Neither is Carter the advocate for peace that the news media and politicians claim. Carter might be credited with the Camp David Accords, in which the Israeli and Egyptian governments ended their state of war with each other. Obviously, this did not at all end the wars in the Middle East. All it did was realign the powers in Israel’s favor in these wars.

In a few cases, such as in Nicaragua and Iran, vicious dictatorships, which were clients of the U.S. government, because they catered to and defended U.S. business interests and investments, were overthrown by enormous social uprisings and revolutions. So, the Carter administration quickly moved to isolate, undermine and attack those new governments.

At the same time, the Carter administration secretly supported religious fundamentalists in Afghanistan in order to provoke the disastrous invasion and occupation by the Soviet Union, Afghanistan’s neighbor.
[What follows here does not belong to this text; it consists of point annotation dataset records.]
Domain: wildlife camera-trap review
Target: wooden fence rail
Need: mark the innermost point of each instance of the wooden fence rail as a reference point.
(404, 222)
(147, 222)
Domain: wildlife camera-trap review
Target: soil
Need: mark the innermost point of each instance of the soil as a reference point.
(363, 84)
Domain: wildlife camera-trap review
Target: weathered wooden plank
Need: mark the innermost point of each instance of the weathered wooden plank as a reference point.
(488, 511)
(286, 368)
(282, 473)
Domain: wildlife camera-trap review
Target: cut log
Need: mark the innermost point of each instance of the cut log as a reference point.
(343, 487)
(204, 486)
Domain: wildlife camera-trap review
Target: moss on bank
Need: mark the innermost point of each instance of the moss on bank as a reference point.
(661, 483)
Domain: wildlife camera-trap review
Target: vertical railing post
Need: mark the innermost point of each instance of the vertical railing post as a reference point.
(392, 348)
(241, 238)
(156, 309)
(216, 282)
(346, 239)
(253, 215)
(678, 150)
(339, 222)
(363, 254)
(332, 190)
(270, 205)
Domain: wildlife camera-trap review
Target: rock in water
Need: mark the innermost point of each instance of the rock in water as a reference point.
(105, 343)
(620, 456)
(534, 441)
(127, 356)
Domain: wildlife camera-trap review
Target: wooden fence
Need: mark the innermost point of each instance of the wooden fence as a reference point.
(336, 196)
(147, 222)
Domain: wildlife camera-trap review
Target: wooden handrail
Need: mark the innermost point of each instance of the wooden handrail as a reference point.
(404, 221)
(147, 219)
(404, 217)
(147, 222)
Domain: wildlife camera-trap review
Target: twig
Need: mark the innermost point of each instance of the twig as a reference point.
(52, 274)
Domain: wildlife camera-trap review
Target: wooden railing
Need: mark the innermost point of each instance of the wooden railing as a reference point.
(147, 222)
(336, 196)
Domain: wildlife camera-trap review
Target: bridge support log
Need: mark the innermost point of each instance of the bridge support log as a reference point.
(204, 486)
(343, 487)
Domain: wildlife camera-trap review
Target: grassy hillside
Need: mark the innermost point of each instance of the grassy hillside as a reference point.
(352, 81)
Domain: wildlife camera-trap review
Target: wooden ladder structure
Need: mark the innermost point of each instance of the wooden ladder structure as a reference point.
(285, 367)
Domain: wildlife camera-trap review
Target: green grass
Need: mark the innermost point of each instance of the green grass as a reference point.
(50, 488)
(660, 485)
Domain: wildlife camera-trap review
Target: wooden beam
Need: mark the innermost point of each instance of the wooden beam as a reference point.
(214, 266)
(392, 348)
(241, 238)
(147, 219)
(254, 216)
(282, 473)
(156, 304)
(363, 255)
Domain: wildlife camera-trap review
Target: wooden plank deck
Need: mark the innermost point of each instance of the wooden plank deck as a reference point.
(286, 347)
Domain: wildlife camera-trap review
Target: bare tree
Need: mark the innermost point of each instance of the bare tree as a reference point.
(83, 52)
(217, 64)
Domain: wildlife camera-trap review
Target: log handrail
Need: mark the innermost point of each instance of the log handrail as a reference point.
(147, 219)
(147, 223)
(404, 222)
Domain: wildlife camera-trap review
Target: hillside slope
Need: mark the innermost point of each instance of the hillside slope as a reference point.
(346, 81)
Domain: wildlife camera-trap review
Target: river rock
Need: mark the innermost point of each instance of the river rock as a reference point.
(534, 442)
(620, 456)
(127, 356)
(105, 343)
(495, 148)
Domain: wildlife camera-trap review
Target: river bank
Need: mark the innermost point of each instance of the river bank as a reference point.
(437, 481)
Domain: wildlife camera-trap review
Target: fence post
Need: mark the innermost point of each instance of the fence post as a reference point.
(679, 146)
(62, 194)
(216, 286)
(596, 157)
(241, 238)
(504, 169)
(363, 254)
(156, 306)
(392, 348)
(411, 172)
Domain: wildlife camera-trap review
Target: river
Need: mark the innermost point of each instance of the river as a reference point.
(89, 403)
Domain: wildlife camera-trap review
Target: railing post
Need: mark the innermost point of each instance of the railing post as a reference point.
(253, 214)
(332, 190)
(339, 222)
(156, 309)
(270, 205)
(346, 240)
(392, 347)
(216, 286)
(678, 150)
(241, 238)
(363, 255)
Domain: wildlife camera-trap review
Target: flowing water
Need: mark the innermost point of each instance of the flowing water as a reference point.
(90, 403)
In this war, the Carter administration considered the lives of the Afghan people as mere pawns in order to weaken and bleed the Soviet Union, in other words, to give the Soviet Union its own “Viet Nam,” as a Carter advisor later admitted.

Thus, the Carter administration’s foreign policy was marked by more wars, increased military budgets, and support of dictatorships. And they helped pave the way for the much bigger wars and rivalries that plague so much of the world today.

Given all the hardships that the Carter administration helped impose on big parts of the working population, he was booted out of office during the following election in a landslide defeat. But many of the attacks that Reagan, his successor, is blamed for, were actually initiated under Carter and the Democrats.

In reality, Jimmy Carter was simply doing his job. The man whom the politicians and news media today try to make it seem like a saint, was a run of the mill politician in the service of the American ruling class, against workers and poor people in this country and around the world.